Worst-Case Scenarios

As the testing agency, it is vital to identify the worst-case scenarios and how the rooms and adjacent spaces will be used after occupancy. Seasonal changes will affect pressures, air exchange rates, temperatures, and relative humidity levels, all of which have required design parameters for compliance. During testing, various scenarios should be simulated to identify potential problems before they become actual problems. Do the reheat and cooling coils have adequate capacity? Does the humidifier work? How do economizer, minimum airflow, and maximum airflow affect pressurization?

Seasonal testing is necessary, too. While you can simulate many conditions, some issues cannot be identified without the appropriate outdoor ambient conditions. One specific illustration of these issues would be when tuning PID control loops. Additionally, performing traditional seasonal testing at the peak of summer and winter may not be adequate. Unforeseen issues can also arise during heating/cooling transitional periods in the fall and spring seasons, especially relative humidity control.

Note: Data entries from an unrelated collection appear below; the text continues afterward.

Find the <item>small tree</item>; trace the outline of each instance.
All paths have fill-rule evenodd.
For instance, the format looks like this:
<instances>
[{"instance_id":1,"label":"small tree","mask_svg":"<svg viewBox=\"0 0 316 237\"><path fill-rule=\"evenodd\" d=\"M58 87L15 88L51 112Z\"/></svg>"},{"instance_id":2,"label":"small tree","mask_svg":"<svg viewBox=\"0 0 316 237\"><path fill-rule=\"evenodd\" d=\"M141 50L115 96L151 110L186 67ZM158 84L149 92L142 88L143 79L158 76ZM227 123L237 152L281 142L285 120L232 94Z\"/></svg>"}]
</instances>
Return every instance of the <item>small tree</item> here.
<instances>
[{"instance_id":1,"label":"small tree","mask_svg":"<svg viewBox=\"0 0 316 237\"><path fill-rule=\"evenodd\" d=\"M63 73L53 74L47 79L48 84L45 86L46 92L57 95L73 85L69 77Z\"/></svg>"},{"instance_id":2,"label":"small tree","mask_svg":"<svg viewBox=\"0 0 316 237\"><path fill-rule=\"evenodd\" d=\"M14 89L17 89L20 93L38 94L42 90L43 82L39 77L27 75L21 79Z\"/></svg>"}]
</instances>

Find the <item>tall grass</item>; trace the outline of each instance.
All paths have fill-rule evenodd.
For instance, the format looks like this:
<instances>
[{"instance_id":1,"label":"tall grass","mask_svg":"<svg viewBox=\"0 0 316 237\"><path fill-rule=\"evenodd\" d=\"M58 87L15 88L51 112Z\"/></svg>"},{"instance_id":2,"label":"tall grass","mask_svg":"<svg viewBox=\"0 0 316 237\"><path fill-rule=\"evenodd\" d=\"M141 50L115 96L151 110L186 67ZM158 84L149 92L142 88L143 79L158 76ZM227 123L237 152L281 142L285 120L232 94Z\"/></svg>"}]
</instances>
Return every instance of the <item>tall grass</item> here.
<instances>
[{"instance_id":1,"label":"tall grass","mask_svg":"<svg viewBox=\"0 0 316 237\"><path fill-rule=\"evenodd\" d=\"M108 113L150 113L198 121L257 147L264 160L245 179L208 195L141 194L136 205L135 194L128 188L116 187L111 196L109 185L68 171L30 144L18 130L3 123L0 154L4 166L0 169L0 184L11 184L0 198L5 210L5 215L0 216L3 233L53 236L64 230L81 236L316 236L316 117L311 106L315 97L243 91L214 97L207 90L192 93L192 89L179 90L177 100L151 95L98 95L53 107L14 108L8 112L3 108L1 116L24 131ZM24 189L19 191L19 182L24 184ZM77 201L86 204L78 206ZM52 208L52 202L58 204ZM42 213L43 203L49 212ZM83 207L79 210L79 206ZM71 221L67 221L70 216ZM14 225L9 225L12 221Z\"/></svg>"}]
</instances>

Attention to Detail (or the Lack Thereof)

At some point or another, everyone has made a mistake. The same is true with ASHRAE 170 compliance testing. We have reviewed hospital spaces that have “passed” but are not compliant in reality. The key to reducing human error is to establish a systematic procedure to alleviate the likelihood of mistakes. This begins with developing a standardized plan and test forms to ensure the accuracy of each test. Often, healthcare systems have multiple testing agencies to test their hospitals for compliance, all of whom have different methodologies, test forms, and procedures. In this case, there is value in standardization at the healthcare system level.

Conclusion

From hospital accreditation to infection control, ASHRAE 170 compliance is vital to healthcare systems and the patients they serve. Compliance presents many challenges during the design, construction, and life cycle of the systems. Whether adjusting contract documents, implementing innovative solutions to improve QA/QC efforts, or improving testing procedures – identifying common issues and implementing strategic mitigation measures is the key to success. While challenging, if it were easy, everyone would be in the market.

Dr. Dale E. Turner put it best when he said, “Some of the best lessons we ever learn are learned from past mistakes. The error of the past is the wisdom and success of the future.” Keep track of the issues encountered during testing. Host lessons learned collaborative meetings with team members and clients. Challenges exist to be overcome.